Des rations au gramme près
Fruits, légumes, poulet, mais aussi souris et poussins pour les reptiles et les serpents qui, eux, ne mangent qu'une fois par semaine ou tous les 15 jours. Les repas sont très équilibrés. La pénélope à gorge bleue, par exemple, mangera ce jour-là de la salade, de l'endive, de la pomme et de la carotte râpée, agrémentés de nourriture sèche en granule à volonté. Sont parfois glissés dans la gamelle médicaments et autres vitamines, si besoin. Pour les oiseaux, des compléments alimentaires pour le plumage sont insérés dans les repas trois fois par semaine.

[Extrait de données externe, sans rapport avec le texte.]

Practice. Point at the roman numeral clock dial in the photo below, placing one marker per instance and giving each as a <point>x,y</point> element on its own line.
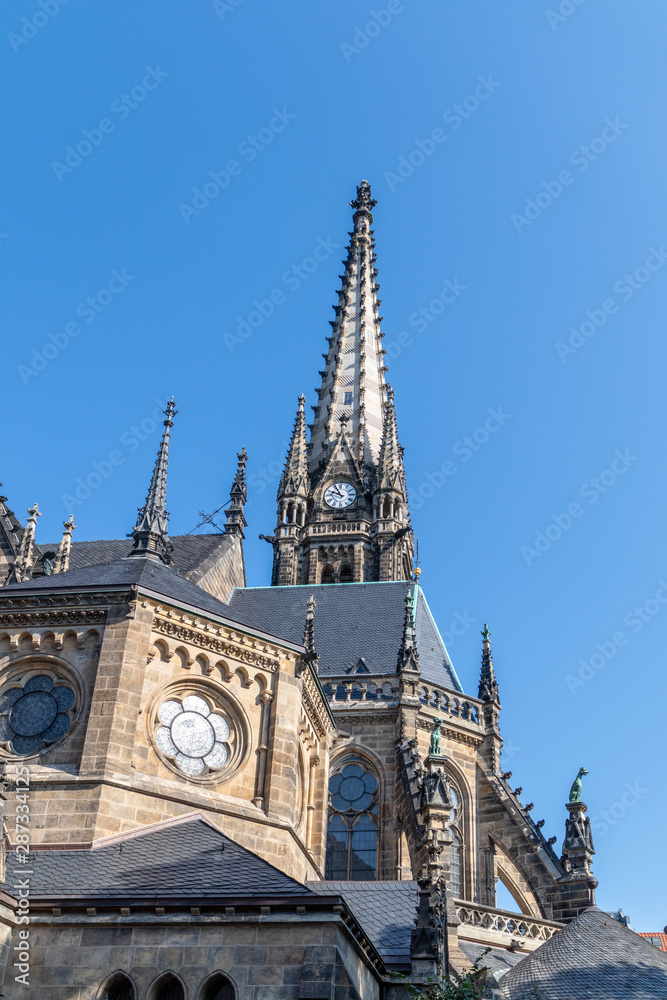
<point>340,495</point>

Les rations sont élaborées aussi en fonction des goûts des animaux : si un ingrédient reste régulièrement dans la gamelle, il est remplacé par un autre. On apprend ainsi que le capivara n'aime pas le navet et que le tamarin n'a pas droit aux carottes râpées.

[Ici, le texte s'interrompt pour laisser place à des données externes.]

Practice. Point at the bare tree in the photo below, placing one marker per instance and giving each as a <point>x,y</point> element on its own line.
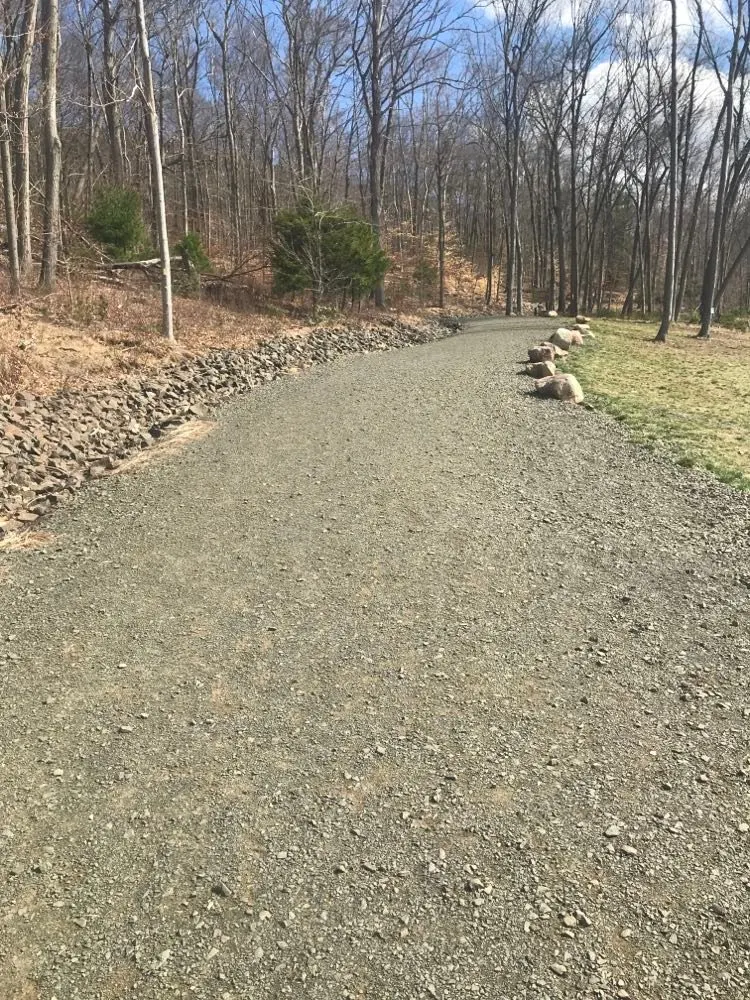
<point>669,270</point>
<point>146,86</point>
<point>50,29</point>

On va avoir une ration précise qui va être tenue à jour en fonction de l'état de l'animal.
Oriane Macret, soigneuse au zoo d'Amiens
Ce sont les soigneurs qui s’occupent de repas. Plusieurs dans l’équipe sont habilités à préparer les repas. Ça aurait pu être un cuisinier, mais le zoo a fait le choix d'impliquer les soigneurs "parce que c’est la base du métier de soigneur. Parce que si on sait ce que mangent les animaux, on sait s’ils ont en bonne santé", observe Laure Garrigues.

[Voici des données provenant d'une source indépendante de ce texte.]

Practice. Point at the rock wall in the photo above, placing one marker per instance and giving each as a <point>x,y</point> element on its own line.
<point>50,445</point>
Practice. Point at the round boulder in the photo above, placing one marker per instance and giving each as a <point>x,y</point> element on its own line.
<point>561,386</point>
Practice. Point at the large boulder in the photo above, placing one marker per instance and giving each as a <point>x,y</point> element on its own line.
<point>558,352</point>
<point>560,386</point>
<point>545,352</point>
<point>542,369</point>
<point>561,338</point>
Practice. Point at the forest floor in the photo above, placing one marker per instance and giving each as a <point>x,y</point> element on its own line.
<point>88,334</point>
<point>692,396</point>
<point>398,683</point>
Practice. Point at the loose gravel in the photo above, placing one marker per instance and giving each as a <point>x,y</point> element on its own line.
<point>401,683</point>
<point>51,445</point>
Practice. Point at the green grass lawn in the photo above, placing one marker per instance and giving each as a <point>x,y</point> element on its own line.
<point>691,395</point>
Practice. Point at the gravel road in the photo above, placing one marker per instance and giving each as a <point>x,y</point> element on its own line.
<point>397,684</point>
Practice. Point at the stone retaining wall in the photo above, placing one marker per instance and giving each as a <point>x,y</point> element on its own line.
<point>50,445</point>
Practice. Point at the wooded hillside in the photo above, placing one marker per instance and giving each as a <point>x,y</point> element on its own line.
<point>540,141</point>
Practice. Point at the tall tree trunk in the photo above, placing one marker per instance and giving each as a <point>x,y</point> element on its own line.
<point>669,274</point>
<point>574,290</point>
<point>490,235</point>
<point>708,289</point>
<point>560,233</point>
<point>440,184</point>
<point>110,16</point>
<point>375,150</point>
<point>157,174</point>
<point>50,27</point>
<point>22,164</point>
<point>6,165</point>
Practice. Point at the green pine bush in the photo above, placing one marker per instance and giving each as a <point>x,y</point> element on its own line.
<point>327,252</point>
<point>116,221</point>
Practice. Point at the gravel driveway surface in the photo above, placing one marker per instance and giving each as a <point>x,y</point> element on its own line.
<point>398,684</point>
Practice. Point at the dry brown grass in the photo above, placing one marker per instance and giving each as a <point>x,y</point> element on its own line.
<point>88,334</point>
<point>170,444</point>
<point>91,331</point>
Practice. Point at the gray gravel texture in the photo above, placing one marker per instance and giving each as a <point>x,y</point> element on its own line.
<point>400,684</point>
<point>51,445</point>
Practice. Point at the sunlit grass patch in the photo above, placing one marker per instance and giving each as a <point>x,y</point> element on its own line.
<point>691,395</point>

Quinze personnes se relayent quotidiennement pour cuisiner et distribuer de bons petits plats à tous les pensionnaires. Cette semaine, Orlane Macret est de cuisine. Debout devant son plan de travail, elle coupe une pomme en tout petits morceaux qu'elle met ensuite dans une coupelle en inox posée sur une balance. "C'est au gramme près, explique la soigneuse. Et on va aussi couper en fonction de l'animal. Si par exemple l'animal mange de gros morceaux, on coupe en gros morceaux et en tous petits pour les petits animaux. On va avoir une ration précise qui va être tenue à jour en fonction de l'état de l'animal. Si l'animal est un peu gros, on va baisser les rations. On voit ça avec le vétérinaire."
L'occasion d'observer l'animal
Les tigres mangent 4 kilos de viande par jour avec des jours aléatoires de jeûn, comme dans leur environnement naturel. Et en ce moment, les manchots mangent presque 10 kilos de poisson par jour, "du sprat, du capelan et du mini hareng aussi. Mais le sprat, c'est vraiment ce qu'ils préfèrent", sourit Clarisse Piaulenne, soigneuse également, un seau à la main qu'elle cale dans sa carriole de transport.
Car c’est enfin l’heure de passer à table ! Premier arrêt dans la distribution de Clarisse, chez le calao festonné.
"Tu viens ?! Allez ! Doucement, j'arrive !", interpelle d'une voix enjouée la jeune femme alors que le bel oiseau coloré descend rapidement de son perchoir. Clarisse tend la gamelle en inox à l'animal qui prend les morceaux de fruits un à un dans son énorme bec. Un moment privilégié. Même si les contacts entre soigneuse et animal sont interdits, la proximité est importante. "Le fait de pouvoir le nourrir aussi proche, presque à la main, ça me permet de le voir de plus près. Je peux vérifier ses pattes, ses yeux, son bec. Les myrtilles et le raisin, c'est ce qu'il préfère", avoue la jeune femme. L'animal a d'ailleurs oublié une myrtille dans son bol qu'il s'empresse d'attraper entre les doigts de Clarisse.
Fruits, légumes, viandes sont achetés à des producteurs locaux ou proviennent des invendus des supermarchés. Un critère qui fait partie du cahier des charges du zoo pour réduire son empreinte carbone. Avec les travaux d’agrandissement du parc animalier, une nouvelle cantine est en train de voir le jour. Elle sera mise en service en février 2025.